AOL Mail changed hands in early 2026, when Bending Spoons completed its roughly $1.5 billion acquisition of AOL. The reason longtime users are reconsidering is the new owner’s track record: the layoffs and price increases at Evernote after Bending Spoons’ 2023 takeover are the clearest example of the pattern, and AOL’s inbox was already ad-supported and a natural candidate for deeper, AI-driven ad targeting. Proton Mail is the privacy-first counterweight — end-to-end encrypted, no ad profiling, and run by a Swiss company under Swiss privacy law.
For everyday mail, Proton covers what you use AOL for: polished web, iOS and Android apps, folders and labels, filters, a calendar, and custom-domain support on paid tiers. Messages between Proton users are end-to-end encrypted automatically, while mail to the outside world still sends and receives normally.

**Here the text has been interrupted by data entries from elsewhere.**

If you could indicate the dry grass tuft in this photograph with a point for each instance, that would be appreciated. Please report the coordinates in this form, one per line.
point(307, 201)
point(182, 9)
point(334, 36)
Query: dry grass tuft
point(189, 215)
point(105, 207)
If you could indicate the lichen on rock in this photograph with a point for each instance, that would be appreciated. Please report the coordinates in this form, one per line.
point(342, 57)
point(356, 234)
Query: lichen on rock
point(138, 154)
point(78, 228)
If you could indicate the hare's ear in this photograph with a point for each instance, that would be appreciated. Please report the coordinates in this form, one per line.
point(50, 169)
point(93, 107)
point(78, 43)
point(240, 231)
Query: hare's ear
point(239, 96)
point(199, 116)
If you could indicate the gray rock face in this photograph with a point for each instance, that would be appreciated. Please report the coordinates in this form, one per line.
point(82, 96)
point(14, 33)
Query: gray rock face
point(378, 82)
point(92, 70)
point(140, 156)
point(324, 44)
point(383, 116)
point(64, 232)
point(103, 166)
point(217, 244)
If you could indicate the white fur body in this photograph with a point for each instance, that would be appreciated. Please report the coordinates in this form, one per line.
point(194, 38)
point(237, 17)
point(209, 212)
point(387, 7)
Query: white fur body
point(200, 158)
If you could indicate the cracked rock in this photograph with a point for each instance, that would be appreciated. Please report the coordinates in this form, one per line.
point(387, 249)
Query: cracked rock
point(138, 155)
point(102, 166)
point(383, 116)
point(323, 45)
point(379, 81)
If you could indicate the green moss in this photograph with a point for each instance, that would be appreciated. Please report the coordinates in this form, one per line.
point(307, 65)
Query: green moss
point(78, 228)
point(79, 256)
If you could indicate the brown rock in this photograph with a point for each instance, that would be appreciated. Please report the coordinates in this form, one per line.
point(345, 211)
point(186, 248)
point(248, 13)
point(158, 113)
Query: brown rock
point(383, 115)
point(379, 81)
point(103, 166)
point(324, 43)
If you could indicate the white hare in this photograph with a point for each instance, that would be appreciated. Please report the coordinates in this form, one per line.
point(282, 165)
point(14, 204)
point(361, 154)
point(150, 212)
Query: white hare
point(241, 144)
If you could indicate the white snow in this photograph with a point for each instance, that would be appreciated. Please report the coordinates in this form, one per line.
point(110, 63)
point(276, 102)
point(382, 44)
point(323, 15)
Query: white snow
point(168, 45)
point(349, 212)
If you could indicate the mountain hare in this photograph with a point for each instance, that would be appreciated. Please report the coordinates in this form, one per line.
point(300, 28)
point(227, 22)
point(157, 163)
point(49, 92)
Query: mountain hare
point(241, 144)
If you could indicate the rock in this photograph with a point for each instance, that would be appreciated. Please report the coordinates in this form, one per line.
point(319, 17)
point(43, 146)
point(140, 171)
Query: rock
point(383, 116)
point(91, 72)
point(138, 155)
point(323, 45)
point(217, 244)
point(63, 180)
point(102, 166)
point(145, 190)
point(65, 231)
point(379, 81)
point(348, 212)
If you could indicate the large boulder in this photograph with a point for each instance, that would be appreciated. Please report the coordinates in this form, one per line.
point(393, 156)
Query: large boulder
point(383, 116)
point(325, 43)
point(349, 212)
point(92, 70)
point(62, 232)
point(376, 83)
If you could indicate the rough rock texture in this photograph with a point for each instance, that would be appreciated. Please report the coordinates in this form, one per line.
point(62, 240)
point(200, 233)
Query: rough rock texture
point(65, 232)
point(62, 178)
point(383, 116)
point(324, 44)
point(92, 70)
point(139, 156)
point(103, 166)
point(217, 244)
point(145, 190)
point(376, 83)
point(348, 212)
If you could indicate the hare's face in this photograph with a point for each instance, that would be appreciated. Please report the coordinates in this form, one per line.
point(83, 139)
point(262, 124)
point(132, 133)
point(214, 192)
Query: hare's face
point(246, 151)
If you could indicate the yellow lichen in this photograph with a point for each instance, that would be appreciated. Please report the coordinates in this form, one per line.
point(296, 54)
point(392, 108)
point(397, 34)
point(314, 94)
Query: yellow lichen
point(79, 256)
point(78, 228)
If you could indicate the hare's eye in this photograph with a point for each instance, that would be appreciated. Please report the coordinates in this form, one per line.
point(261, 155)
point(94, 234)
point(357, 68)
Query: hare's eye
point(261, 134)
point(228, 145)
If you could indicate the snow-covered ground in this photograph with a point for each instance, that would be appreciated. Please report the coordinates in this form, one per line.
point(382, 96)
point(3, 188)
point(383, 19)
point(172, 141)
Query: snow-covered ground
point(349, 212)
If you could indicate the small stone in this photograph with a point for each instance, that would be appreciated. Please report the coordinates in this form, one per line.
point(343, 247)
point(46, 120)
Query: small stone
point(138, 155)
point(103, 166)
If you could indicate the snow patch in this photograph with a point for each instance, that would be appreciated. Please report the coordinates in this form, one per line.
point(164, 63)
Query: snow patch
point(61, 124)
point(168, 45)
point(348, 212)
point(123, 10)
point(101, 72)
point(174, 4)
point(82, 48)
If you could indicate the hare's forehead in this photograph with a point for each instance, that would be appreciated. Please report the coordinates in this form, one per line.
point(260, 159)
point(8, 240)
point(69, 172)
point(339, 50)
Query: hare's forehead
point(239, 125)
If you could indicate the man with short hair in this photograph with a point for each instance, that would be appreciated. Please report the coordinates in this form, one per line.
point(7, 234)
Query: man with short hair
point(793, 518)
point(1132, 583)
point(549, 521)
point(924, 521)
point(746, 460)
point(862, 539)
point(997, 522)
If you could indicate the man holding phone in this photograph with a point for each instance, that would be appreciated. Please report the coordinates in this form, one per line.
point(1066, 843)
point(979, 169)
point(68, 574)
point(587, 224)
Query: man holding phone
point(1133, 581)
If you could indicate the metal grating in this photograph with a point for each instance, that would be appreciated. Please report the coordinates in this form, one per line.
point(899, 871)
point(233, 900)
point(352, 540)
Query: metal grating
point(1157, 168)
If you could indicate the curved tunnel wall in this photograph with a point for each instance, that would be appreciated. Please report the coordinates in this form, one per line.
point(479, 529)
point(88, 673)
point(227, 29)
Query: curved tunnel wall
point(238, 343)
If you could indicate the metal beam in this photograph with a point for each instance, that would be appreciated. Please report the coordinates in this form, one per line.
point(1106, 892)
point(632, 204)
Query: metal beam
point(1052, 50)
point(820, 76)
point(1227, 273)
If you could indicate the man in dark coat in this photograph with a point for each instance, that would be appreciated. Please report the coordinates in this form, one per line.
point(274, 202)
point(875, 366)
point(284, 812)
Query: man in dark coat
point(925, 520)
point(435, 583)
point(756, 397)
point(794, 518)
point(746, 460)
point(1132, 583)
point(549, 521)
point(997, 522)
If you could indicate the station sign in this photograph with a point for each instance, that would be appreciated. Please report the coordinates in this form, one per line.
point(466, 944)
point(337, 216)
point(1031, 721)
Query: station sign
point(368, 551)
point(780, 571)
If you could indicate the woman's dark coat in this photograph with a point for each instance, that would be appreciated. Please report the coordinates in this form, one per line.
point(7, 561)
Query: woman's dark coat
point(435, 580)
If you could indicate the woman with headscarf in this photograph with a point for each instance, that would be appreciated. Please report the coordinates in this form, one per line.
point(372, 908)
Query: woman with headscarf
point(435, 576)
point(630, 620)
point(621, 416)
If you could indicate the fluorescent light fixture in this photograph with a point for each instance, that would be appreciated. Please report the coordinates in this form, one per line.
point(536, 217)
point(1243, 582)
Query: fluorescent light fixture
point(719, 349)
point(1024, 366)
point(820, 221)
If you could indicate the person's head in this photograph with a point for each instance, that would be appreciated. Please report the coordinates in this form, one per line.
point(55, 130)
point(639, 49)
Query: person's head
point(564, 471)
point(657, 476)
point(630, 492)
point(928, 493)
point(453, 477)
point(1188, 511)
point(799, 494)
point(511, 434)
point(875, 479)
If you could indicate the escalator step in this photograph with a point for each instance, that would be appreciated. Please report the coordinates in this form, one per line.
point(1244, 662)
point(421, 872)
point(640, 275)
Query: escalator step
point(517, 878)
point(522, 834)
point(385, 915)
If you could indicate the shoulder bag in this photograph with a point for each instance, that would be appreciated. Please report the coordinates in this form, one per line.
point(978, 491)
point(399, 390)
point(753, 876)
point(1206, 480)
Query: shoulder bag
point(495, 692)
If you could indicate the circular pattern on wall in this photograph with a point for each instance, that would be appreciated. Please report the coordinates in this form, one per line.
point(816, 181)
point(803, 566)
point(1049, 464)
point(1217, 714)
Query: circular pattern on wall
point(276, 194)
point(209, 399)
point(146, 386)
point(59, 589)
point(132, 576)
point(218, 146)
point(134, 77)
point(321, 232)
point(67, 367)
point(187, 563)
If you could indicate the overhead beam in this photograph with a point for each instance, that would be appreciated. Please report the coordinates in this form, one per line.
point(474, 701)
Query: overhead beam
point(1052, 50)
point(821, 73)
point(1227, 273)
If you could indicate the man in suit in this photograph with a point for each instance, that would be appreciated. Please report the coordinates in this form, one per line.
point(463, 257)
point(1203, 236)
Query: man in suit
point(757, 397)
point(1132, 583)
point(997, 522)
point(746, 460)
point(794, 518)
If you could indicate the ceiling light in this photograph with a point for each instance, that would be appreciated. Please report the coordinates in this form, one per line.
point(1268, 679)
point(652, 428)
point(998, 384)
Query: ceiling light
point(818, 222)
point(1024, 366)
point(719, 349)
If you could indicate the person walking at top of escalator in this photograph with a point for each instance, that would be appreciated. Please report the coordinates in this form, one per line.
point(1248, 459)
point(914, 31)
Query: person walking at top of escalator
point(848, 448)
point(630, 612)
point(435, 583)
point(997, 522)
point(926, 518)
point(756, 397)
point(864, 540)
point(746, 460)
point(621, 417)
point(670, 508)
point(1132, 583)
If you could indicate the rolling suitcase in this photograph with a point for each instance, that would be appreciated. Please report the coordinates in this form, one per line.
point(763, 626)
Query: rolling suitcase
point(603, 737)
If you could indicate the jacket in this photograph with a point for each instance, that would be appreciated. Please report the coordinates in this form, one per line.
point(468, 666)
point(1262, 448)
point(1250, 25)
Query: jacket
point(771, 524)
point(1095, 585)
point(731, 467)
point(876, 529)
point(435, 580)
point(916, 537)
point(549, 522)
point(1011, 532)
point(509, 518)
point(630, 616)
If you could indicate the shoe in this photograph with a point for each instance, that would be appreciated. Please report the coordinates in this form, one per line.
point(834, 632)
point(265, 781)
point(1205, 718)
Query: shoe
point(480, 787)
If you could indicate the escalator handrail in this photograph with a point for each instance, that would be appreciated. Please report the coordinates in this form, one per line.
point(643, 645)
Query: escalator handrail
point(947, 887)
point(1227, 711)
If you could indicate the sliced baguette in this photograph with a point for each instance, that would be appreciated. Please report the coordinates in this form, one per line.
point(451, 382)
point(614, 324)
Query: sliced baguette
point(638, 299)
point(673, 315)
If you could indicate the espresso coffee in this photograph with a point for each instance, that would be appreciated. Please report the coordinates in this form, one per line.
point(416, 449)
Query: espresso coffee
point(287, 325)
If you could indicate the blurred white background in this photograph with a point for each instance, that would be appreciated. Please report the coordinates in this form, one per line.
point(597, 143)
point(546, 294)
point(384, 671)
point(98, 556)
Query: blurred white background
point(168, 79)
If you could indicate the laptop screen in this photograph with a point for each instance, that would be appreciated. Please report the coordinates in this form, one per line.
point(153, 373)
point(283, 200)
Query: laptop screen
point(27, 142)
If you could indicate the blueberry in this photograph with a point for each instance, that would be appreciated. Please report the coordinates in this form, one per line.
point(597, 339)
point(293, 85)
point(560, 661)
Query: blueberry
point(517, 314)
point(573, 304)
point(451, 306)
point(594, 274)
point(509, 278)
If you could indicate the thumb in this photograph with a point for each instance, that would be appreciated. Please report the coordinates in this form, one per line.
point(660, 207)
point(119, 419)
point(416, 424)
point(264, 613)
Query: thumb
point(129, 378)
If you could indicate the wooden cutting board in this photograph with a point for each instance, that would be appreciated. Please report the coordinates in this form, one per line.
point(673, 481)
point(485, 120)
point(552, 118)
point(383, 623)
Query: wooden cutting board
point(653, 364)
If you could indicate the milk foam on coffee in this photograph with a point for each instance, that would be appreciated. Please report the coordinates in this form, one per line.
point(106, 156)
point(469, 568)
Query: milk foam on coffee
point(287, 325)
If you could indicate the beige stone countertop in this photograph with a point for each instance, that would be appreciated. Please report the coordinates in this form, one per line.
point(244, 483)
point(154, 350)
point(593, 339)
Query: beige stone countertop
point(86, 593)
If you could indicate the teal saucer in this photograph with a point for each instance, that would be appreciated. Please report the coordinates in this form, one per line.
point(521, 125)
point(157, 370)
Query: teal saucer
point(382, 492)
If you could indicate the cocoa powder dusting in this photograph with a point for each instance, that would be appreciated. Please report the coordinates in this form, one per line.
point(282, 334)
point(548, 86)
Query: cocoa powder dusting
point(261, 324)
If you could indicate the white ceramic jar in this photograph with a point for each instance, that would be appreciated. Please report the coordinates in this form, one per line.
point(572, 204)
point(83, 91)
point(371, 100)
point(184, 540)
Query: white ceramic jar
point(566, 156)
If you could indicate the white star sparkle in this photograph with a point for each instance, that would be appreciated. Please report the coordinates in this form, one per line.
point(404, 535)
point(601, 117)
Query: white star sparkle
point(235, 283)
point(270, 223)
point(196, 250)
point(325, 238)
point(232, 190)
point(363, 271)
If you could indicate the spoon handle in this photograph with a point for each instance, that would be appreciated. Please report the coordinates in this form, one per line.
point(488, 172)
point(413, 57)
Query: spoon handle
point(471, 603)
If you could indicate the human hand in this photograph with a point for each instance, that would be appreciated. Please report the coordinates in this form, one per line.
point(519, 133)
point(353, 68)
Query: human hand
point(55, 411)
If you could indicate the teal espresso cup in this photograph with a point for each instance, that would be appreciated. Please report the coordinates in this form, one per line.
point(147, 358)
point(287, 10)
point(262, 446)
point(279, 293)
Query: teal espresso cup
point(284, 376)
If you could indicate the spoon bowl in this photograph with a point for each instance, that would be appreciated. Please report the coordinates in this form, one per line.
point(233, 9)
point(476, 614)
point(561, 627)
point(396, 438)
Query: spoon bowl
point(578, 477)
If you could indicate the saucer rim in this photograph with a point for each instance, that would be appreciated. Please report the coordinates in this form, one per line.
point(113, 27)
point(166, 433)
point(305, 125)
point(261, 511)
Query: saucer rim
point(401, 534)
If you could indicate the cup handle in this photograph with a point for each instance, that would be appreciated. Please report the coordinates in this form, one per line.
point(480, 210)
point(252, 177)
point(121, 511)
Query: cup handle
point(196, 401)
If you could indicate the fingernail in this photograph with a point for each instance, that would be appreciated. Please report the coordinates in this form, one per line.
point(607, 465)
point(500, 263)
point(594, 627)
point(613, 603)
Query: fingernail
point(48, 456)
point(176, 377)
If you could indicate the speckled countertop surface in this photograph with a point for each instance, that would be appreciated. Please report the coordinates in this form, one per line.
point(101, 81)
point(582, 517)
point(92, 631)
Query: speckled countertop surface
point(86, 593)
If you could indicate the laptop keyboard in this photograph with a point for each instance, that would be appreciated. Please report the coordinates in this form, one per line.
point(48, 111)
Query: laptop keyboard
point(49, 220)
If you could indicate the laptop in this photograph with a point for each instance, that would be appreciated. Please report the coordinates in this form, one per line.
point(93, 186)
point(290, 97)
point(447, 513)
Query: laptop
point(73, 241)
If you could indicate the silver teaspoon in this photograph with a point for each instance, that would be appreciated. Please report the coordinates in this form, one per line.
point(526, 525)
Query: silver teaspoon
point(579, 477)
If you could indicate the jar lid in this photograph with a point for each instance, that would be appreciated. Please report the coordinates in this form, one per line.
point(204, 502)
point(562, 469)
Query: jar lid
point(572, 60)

The apps are open source and have been independently audited, so the privacy claims are checkable rather than marketing.
Be clear-eyed that this is a lateral move on price, not a saving — AOL Mail is free, and Proton’s free tier is limited to 1 GB and a single address, with Plus around $52 a year for more room and features. Because your mailbox is encrypted, using it in a desktop client like Outlook or Thunderbird requires Proton Bridge, a paid feature, and you will be retiring a decades-old @aol.com address that plenty of contacts still have on file.
Plan an afternoon. Proton’s Easy Switch tool imports your existing AOL mail, contacts and calendar over IMAP, so your history comes with you rather than being left behind. Set up forwarding from AOL for a transition period, update the logins and key contacts that matter most to your new address, and keep the AOL account alive but idle until you are confident nothing important still routes through it.